SESSION ORDINAIRE DE 2012-2013

Enregistré à la Présidence du Sénat le 12 novembre 2012

PROPOSITION DE LOI

portant création d'une Haute autorité chargée du contrôle et de la régulation des normes applicables aux collectivités locales ,

PRÉSENTÉE

Par Mme Jacqueline GOURAULT et M. Jean-Pierre SUEUR,

Sénateurs

(Envoyée à la commission des lois constitutionnelles, de législation, du suffrage universel, du Règlement et d'administration générale, sous réserve de la constitution éventuelle d'une commission spéciale dans les conditions prévues par le Règlement.)

EXPOSÉ DES MOTIFS

Mesdames, Messieurs,

Les États Généraux de la démocratie territoriale, organisés sous l'égide du Président du Sénat les 4 et 5 octobre 2012, ont mis en exergue la question récurrente des normes et de leurs conséquences sur les politiques publiques locales.

De l'« inflation normative » à la « logorrhée législative », nombreuses sont les expressions qui ont été employées pour désigner l'exaspération des élus locaux face au volume des normes qu'ils doivent appliquer quotidiennement. Devant ce constat, le Président du Sénat a missionné le président de la commission des lois et la présidente de la délégation sénatoriale aux collectivités territoriales et à la décentralisation pour proposer un texte permettant d'y remédier.

Si l'édiction de règles répond, le plus souvent, à d'incontestables nécessités, qu'il s'agisse aussi bien de la protection des personnes que de la sécurité technique et juridique, la surproduction normative engendre aussi de réelles difficultés, aussi bien techniques que budgétaires.
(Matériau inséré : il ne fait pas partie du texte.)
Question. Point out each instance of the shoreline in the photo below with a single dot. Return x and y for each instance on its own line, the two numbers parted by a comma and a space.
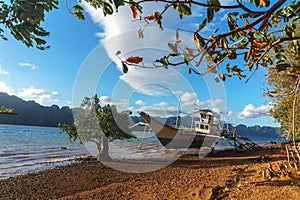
223, 175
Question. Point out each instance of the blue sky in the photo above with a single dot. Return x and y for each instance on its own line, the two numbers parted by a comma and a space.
81, 62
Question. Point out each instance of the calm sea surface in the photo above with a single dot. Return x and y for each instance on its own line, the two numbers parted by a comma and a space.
25, 149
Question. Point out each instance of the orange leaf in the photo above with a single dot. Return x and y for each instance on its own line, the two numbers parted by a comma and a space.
222, 76
134, 59
133, 10
150, 17
189, 51
262, 3
269, 94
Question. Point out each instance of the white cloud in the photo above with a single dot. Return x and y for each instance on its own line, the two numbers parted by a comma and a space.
55, 93
2, 71
32, 66
159, 109
210, 103
39, 95
121, 103
250, 111
188, 99
140, 102
5, 88
230, 113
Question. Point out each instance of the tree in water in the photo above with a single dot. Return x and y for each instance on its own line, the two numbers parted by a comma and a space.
98, 124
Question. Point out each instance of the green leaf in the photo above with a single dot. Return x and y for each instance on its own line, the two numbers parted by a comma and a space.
217, 79
118, 53
202, 25
210, 14
215, 2
172, 48
77, 7
177, 35
107, 9
118, 3
9, 110
164, 62
280, 56
184, 10
125, 68
234, 13
186, 58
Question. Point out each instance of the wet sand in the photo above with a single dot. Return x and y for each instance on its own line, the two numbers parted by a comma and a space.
222, 175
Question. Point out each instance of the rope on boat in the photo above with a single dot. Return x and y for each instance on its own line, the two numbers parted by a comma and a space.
239, 142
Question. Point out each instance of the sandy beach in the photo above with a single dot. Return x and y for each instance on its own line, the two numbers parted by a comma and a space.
222, 175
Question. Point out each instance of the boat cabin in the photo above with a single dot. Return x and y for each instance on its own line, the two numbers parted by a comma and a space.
205, 120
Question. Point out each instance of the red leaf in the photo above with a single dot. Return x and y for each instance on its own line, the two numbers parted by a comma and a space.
133, 10
150, 17
269, 94
222, 76
134, 59
189, 51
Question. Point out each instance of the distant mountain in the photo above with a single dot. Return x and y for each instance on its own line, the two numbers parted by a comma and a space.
32, 113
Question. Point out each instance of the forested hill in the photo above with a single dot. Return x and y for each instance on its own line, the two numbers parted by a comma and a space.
32, 113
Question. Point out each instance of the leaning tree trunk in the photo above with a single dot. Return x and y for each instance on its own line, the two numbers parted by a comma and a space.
103, 152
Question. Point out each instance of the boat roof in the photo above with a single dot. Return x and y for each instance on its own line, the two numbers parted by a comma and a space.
206, 112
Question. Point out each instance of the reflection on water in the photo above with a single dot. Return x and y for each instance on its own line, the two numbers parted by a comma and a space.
26, 149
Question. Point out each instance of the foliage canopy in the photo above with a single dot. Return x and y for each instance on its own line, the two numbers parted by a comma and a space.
254, 35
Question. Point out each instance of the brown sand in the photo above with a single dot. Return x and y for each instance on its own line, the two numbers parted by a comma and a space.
224, 175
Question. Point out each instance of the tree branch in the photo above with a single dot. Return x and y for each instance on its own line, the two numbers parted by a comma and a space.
191, 2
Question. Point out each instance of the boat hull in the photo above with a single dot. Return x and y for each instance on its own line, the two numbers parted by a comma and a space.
174, 138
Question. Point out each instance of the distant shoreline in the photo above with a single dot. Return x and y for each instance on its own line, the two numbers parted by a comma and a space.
224, 175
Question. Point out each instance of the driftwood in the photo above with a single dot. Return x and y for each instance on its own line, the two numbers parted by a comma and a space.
289, 168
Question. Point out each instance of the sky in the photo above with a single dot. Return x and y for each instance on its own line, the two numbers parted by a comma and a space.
82, 62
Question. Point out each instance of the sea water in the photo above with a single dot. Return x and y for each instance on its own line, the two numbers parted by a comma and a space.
25, 149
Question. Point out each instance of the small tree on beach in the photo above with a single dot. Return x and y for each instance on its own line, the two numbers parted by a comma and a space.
98, 124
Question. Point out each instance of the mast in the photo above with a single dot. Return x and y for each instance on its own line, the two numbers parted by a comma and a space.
178, 113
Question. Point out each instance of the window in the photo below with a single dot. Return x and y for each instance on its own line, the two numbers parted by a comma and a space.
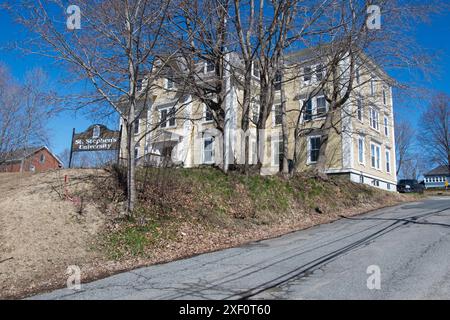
208, 115
136, 152
139, 84
388, 161
278, 115
278, 80
137, 125
168, 117
254, 151
321, 105
255, 70
360, 110
307, 116
315, 107
361, 150
307, 74
374, 119
170, 84
319, 72
375, 156
208, 150
313, 148
255, 113
386, 127
210, 66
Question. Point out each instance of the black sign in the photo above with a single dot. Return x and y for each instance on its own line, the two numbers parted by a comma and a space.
96, 138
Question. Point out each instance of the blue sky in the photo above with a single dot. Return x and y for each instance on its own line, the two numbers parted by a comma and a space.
435, 36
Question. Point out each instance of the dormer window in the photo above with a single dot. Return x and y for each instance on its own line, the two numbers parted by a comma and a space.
139, 84
255, 70
208, 114
319, 72
169, 83
210, 66
307, 74
277, 82
167, 117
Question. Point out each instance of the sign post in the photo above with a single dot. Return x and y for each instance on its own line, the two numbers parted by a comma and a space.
71, 149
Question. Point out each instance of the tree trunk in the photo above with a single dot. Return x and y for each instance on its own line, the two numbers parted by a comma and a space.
246, 117
131, 169
321, 165
285, 133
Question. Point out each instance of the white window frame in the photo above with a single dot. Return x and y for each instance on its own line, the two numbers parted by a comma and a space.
137, 152
253, 152
213, 145
359, 103
255, 107
310, 74
362, 140
308, 158
276, 140
378, 163
278, 82
316, 67
386, 126
388, 161
314, 114
167, 124
137, 128
316, 108
372, 112
205, 111
205, 67
253, 71
166, 84
274, 115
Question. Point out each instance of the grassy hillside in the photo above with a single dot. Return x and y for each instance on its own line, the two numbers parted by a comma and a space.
182, 212
49, 221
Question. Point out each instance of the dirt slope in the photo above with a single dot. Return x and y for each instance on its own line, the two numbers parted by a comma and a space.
41, 233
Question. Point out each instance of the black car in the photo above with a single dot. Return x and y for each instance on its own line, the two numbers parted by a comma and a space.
409, 186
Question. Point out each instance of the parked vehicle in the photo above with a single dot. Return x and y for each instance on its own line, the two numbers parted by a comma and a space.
410, 186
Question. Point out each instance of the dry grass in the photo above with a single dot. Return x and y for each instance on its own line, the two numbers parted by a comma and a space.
181, 213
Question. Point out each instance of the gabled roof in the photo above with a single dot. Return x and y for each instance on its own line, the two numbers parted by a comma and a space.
19, 155
441, 170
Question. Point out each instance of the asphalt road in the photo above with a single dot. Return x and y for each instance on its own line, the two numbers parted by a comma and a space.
409, 245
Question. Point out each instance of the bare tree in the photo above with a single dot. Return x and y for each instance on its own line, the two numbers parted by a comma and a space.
347, 48
404, 138
115, 48
435, 130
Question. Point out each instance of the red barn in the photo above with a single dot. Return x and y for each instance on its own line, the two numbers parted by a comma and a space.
34, 159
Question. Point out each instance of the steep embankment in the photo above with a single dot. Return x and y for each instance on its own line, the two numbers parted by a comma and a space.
47, 225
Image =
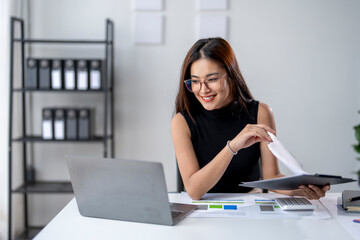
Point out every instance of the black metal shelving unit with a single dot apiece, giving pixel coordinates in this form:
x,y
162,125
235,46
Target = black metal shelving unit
x,y
52,187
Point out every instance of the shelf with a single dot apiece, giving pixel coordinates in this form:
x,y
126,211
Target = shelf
x,y
58,41
45,187
40,139
61,90
30,233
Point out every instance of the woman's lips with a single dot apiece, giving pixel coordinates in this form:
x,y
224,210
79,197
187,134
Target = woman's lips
x,y
208,98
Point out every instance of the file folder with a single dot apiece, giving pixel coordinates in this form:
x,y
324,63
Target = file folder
x,y
44,74
69,75
84,124
47,124
95,74
56,74
71,124
31,80
59,124
82,75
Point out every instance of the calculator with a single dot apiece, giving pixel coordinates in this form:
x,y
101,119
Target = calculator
x,y
295,203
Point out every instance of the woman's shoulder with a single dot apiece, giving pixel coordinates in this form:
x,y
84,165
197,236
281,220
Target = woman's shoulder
x,y
265,114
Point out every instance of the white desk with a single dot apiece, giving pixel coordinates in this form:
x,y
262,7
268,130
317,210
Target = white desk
x,y
69,224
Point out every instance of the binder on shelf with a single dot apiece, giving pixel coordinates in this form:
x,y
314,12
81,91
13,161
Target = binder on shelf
x,y
84,124
47,124
69,74
56,74
59,124
44,74
31,80
95,74
71,124
82,75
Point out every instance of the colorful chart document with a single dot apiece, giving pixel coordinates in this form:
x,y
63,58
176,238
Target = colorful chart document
x,y
247,206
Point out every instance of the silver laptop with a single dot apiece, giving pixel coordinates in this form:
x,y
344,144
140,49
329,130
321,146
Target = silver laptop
x,y
126,190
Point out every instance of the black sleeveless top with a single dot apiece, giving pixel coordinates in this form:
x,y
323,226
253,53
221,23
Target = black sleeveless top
x,y
209,134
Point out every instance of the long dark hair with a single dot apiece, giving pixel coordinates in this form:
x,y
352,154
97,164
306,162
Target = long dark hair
x,y
220,51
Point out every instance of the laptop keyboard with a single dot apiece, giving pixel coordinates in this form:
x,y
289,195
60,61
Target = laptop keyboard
x,y
292,203
174,214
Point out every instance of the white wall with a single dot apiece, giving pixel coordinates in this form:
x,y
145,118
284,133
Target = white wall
x,y
300,57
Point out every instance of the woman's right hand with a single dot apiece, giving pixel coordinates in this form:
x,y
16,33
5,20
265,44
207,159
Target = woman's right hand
x,y
252,133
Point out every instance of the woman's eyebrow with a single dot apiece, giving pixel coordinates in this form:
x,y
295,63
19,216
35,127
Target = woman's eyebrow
x,y
207,75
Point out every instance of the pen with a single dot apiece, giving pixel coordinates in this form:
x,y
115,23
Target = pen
x,y
354,198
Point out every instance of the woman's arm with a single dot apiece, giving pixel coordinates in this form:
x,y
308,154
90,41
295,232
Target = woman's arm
x,y
269,163
199,181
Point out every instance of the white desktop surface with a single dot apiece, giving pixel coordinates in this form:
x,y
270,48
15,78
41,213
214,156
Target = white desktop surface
x,y
69,224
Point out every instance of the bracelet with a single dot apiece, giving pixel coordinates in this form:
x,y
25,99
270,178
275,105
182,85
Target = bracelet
x,y
228,144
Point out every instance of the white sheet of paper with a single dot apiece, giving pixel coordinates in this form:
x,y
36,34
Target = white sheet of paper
x,y
95,79
212,4
148,4
59,128
82,80
47,129
212,26
56,79
281,153
148,28
69,79
248,206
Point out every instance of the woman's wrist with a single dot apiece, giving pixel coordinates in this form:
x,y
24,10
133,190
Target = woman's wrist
x,y
231,148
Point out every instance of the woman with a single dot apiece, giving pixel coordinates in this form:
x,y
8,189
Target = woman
x,y
219,131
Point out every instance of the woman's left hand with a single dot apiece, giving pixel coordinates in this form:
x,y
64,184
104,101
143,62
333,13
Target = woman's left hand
x,y
313,192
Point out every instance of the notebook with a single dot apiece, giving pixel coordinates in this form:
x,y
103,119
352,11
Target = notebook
x,y
351,200
127,190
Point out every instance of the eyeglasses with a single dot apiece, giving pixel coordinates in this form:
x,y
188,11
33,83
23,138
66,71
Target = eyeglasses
x,y
213,83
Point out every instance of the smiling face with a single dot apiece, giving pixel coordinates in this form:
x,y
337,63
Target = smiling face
x,y
203,70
Le renchérissement de l'action publique que ce constat entraîne est d'autant plus préoccupant dans le contexte de contraintes budgétaires que connaît aujourd'hui notre pays.

Or, dans un cadre qui nécessite souplesse, réactivité et inventivité, la surabondance de règles, qui ne sont pas toujours en adéquation avec les spécificités des territoires, peut représenter pour nos collectivités territoriales un frein à la réalisation de leurs projets d'investissement. Certains domaines semblent particulièrement touchés : citons, à titre d'exemple, les règles d'urbanisme, les règlements sportifs, la gestion de l'eau et de l'assainissement, la gestion des déchets, etc. S'y ajoute leur évolution constante qui complexifie leur application.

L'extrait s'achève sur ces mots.